The origin of this sport is tied to the decline of the ancient jeu de paume (jeu de paume au gant), ca. 1700.
While the game evolved to the modern jeu de paume (with racquet, called real tennis in England) and eventually to tennis, rural alpine and pyreneean communities kept the tradition.
In the basque country the "pasaka" and "laxoa", local versions of the paume evolved to the peculiar style of the pilota: instead of playing face to face, with a net in the midfield, the basques began to fling the ball against a wall.
According the basque pilota historian Chipitey Etcheto, the first recorded matchs took place in napoleonic times; it is believed that the game was close to currently rare specialty of "rebot".
The mid-19th century saw the explosion of the "pelota craze".

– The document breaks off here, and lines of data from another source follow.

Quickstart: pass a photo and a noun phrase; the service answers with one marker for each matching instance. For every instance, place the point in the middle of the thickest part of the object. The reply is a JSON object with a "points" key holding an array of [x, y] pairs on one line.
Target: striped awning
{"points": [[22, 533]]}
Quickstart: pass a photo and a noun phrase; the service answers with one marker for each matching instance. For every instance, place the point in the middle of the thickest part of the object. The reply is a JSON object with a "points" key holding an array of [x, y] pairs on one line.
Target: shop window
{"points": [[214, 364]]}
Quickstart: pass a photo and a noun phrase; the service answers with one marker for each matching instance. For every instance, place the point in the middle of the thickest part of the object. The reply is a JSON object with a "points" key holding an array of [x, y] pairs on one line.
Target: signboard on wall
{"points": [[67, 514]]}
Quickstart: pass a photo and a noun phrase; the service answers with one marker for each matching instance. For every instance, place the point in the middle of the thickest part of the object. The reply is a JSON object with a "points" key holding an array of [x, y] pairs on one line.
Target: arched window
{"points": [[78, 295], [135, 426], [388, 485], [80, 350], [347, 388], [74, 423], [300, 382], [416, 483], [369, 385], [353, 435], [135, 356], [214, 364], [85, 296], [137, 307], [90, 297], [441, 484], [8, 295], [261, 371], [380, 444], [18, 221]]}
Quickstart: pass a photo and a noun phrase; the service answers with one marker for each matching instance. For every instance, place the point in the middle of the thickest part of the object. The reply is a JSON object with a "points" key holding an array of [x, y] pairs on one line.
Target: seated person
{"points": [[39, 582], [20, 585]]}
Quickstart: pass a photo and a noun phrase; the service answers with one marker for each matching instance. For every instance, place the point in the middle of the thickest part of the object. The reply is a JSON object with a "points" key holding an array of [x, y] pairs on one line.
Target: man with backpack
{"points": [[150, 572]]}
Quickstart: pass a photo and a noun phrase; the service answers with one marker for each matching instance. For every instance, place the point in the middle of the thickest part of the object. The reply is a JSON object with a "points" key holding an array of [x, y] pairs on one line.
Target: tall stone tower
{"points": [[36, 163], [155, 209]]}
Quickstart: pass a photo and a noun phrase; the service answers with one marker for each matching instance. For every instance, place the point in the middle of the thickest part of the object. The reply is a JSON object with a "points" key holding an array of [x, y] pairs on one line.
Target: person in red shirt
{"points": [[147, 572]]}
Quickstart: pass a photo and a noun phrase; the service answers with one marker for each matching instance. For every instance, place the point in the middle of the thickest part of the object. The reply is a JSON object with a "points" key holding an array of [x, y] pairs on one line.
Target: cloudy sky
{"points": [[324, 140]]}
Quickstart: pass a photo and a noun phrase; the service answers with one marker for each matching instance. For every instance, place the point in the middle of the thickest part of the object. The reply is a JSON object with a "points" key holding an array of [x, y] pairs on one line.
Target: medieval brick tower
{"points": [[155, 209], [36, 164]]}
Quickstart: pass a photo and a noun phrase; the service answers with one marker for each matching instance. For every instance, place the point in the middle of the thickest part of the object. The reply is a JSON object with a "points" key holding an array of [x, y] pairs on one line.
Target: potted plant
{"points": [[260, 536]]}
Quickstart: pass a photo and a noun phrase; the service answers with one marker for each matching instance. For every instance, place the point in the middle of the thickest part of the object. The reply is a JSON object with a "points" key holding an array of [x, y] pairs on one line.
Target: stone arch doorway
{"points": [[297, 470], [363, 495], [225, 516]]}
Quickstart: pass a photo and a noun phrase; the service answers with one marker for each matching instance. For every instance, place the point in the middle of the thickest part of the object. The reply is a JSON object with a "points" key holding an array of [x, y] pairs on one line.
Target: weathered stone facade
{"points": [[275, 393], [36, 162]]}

The player "Gantxiki" is considered the original "father" of the chistera, the basket-shaped racquet which can propel the ball at incredible speeds, introduced around 1850.
The top champions of the end of the 19th century, like "Chiquito de Cambo" were immensely popular and the best paid sportsmen of their time.
The first official competitions were organized in the 1920s, and led to the world championship in the 50's.